A group of parents and grandparents is putting their support behind Nova Scotia’s more than 9,000 teachers, as they look down the barrel of a potential strike or other job action.
READ MORE: ‘How we’re here I’m not sure’: Stephen McNeil on impasse with teachers
After more than a year of negotiations and the rejection of two tentative agreements, the Nova Scotia Teachers Union (NSTU) voted in favour of a strike mandate last month.
Nova Scotia Parents for Teachers — a group which started about two weeks ago — says on their Facebook page they’re standing arm-in-arm with teachers who aren’t accepting “business as usual.”
“I find myself landing on the idea that I currently trust teachers more than the government,” Tina Roberts-Jeffers said Thursday at the provincial legislature.
Roberts-Jeffers has three children in school in Halifax. She said she’s fighting for an equitable education system because teachers are parents’ allies.

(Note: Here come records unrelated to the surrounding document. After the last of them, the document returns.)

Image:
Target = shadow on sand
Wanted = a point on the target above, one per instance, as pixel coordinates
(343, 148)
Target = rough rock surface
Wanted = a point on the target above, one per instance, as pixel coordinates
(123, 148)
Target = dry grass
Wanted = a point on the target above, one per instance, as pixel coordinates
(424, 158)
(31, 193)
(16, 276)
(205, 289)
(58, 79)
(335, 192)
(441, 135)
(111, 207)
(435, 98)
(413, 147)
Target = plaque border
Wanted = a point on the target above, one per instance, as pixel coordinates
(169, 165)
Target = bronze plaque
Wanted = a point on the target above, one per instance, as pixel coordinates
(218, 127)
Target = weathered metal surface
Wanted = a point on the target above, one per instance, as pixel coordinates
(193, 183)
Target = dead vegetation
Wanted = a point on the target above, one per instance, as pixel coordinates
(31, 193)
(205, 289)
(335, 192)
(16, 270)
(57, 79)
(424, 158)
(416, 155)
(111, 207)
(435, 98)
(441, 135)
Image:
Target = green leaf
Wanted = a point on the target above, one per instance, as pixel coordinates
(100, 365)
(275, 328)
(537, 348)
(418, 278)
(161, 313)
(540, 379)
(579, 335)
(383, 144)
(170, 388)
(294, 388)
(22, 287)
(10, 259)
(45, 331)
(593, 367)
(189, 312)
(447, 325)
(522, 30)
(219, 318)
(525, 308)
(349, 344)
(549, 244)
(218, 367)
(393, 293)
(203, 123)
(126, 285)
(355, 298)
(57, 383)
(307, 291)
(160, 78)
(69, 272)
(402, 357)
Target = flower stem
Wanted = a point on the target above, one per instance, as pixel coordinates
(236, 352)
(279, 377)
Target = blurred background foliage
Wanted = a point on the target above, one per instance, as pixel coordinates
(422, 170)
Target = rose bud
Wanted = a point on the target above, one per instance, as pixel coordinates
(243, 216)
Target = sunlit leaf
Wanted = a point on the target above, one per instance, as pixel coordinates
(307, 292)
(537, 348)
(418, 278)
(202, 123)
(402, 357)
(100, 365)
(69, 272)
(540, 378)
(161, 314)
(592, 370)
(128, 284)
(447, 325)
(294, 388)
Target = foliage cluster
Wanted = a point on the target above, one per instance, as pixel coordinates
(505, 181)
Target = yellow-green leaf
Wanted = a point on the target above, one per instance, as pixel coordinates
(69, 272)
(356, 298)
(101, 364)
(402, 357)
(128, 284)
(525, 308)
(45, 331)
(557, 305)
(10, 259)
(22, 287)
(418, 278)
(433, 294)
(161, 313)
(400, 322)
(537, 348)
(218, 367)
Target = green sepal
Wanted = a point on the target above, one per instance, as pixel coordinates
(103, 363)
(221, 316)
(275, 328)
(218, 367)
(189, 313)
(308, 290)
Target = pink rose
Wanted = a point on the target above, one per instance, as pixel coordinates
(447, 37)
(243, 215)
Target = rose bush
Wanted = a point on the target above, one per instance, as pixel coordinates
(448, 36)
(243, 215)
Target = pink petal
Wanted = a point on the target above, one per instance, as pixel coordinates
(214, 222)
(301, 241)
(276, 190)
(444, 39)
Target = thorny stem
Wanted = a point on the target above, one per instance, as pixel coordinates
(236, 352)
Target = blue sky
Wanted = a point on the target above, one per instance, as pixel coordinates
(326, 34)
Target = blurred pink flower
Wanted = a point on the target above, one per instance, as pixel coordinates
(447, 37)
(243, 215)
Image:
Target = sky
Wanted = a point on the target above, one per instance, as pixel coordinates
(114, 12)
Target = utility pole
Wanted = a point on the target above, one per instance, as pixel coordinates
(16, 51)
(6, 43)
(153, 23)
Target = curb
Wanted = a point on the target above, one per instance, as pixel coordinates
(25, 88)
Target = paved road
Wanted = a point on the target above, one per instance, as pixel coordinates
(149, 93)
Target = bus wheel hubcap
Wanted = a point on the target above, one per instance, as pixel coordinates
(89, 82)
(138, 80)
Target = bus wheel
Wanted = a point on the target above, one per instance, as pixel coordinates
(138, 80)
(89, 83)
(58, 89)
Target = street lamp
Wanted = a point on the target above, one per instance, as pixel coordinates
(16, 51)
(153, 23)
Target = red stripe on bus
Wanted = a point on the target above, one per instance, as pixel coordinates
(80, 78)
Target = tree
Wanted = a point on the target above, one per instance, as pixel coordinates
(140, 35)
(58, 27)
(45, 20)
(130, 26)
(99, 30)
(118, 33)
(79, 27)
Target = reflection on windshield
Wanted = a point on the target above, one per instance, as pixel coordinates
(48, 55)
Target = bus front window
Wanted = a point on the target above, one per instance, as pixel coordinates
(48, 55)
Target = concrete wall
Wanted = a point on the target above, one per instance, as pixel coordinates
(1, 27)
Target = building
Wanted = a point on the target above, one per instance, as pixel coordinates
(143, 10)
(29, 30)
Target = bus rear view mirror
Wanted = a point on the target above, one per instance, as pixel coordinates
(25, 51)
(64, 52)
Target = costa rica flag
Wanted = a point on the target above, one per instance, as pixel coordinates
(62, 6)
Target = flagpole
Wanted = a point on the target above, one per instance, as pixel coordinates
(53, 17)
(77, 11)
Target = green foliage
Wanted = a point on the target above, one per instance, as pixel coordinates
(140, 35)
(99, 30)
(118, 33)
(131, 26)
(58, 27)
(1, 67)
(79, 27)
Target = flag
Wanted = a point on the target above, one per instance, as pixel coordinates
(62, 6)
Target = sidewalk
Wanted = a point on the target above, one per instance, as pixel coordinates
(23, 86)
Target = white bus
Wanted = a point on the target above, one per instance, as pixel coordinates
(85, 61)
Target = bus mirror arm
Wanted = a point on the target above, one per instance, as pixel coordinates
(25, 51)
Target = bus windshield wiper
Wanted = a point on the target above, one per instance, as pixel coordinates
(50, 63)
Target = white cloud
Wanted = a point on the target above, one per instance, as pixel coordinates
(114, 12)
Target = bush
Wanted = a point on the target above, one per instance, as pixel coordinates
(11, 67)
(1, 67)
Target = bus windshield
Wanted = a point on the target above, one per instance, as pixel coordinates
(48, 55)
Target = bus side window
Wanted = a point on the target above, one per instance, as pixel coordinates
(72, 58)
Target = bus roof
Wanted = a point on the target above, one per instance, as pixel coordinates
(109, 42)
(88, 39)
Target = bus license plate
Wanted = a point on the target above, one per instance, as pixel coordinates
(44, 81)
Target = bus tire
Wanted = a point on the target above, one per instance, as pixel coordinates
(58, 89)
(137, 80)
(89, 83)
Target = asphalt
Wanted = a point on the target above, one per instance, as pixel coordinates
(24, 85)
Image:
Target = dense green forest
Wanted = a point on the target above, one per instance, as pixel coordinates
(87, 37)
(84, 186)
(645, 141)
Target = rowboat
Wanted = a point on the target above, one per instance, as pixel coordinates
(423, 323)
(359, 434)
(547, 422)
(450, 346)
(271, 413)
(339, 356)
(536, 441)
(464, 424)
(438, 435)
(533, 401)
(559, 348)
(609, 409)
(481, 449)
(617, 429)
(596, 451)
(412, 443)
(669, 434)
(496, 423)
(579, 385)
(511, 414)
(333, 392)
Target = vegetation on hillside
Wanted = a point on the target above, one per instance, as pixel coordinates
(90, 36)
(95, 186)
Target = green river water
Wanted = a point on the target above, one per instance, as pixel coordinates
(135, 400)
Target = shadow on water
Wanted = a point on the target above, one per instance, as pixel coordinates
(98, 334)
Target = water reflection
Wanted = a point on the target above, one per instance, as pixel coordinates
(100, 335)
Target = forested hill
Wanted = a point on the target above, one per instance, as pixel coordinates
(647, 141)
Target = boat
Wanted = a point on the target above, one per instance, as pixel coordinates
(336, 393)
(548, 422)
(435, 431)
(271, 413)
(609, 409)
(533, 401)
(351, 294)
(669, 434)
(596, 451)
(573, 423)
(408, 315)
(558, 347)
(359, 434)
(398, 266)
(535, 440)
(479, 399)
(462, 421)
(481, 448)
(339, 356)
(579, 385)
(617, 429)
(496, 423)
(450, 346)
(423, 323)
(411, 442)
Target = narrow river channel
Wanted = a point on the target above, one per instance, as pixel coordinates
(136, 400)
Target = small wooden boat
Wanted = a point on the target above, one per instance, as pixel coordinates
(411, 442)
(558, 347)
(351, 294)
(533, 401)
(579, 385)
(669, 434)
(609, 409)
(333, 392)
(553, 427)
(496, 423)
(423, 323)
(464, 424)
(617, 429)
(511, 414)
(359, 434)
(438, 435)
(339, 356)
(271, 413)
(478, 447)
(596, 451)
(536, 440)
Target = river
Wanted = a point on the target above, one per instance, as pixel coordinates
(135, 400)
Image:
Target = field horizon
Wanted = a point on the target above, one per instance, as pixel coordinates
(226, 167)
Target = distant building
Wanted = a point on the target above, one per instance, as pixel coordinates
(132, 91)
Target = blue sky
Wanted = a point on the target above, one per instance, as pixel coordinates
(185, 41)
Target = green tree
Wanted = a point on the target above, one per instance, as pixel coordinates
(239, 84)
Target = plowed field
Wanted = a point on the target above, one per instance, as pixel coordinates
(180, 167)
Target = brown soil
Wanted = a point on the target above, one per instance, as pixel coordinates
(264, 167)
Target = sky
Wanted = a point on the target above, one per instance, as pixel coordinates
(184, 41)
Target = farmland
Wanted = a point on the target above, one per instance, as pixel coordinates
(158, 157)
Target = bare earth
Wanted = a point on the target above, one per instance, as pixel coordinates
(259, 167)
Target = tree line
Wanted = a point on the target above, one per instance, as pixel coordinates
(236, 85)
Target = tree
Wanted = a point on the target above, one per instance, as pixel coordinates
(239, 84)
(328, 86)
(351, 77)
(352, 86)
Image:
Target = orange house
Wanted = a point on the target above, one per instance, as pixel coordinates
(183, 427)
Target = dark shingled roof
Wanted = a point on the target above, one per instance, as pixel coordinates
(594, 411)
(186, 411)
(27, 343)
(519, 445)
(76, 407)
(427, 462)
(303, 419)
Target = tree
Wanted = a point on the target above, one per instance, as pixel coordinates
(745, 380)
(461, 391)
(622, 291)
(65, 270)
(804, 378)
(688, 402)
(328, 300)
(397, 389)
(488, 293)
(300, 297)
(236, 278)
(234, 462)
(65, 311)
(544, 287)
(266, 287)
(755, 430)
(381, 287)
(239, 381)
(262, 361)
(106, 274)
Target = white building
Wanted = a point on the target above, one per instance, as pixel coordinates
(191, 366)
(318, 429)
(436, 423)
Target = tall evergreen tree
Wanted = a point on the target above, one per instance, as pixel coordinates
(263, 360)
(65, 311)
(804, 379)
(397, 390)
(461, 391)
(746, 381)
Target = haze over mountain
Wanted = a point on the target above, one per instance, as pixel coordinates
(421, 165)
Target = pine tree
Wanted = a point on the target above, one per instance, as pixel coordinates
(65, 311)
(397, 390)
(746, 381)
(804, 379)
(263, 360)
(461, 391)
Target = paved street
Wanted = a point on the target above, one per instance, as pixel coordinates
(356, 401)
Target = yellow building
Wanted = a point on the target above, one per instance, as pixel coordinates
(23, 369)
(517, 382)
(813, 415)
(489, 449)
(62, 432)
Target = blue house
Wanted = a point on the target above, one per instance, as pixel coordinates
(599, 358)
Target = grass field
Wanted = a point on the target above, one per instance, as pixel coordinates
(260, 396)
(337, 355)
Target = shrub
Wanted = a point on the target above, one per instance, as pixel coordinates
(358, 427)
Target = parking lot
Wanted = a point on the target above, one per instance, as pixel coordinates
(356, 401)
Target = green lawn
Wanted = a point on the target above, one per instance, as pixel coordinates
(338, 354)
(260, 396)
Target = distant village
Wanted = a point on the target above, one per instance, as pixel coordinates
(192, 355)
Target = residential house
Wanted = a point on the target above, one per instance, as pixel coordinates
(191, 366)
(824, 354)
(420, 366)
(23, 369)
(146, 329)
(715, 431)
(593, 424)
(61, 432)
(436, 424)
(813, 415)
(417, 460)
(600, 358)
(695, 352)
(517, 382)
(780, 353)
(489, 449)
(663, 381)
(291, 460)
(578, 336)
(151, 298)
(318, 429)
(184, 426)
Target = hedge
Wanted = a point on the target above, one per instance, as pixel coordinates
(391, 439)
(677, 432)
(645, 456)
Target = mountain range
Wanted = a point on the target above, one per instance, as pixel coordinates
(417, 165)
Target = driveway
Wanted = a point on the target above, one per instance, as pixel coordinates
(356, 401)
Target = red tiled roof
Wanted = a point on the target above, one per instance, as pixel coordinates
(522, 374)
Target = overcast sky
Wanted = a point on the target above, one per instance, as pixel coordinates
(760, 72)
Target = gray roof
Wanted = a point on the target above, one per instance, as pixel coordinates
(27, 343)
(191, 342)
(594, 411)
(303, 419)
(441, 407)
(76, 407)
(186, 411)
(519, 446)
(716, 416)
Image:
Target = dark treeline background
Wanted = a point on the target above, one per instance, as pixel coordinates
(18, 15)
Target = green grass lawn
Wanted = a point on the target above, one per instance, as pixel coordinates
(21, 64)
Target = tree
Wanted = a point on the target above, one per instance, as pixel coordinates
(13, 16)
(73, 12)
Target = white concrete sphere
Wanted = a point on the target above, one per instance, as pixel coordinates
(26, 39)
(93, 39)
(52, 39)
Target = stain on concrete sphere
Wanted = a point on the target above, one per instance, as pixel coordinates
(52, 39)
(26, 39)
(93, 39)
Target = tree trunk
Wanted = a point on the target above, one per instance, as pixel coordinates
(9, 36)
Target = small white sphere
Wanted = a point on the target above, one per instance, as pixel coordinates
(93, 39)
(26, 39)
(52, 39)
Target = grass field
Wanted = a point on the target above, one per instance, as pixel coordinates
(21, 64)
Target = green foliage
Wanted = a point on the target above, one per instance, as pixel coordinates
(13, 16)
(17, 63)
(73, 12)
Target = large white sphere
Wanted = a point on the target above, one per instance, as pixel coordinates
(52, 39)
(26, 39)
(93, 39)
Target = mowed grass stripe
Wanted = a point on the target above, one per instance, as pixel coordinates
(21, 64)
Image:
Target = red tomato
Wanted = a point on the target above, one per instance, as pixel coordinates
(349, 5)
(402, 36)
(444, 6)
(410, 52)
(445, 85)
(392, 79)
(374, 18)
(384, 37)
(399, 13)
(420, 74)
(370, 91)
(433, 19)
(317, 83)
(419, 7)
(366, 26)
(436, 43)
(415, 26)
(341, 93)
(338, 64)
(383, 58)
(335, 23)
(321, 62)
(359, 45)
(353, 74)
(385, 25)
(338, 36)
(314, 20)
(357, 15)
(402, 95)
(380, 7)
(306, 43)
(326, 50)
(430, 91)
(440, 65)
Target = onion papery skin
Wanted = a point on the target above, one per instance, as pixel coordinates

READ MORE: Early support for Nova Scotia teachers after strike mandate vote
Another parent in the group, Kothai Kumanan, also has three children enrolled in Halifax-area schools. For her, supporting teachers amidst the negotiations that have so far failed to achieve an agreement, is about protecting the future of her children’s education.
“I, too have seen a lot of changes from the resources and what was available to my son when he started in primary, and Grade 1, and so on and what’s on offer for my youngest child, and it is something that concerns me every day,” Kumanan said.
READ MORE: Nova Scotia teachers seek help from conciliation board to avoid strike
The group, which has well over 1,000 Facebook supporters, cites three reasons they formed to support the province’s teachers:
- Teaching conditions have become more difficult — with class sizes, composition and non-teaching duties changing
- The Supreme Court of Canada’s protection of the right to collective bargaining and the right to strike
- Working conditions for teachers are also students’ learning conditions
“A work stoppage will certainly be inconvenient to us. But ‘business as usual’ already hurts us and cannot be tolerated,” reads a post on the page.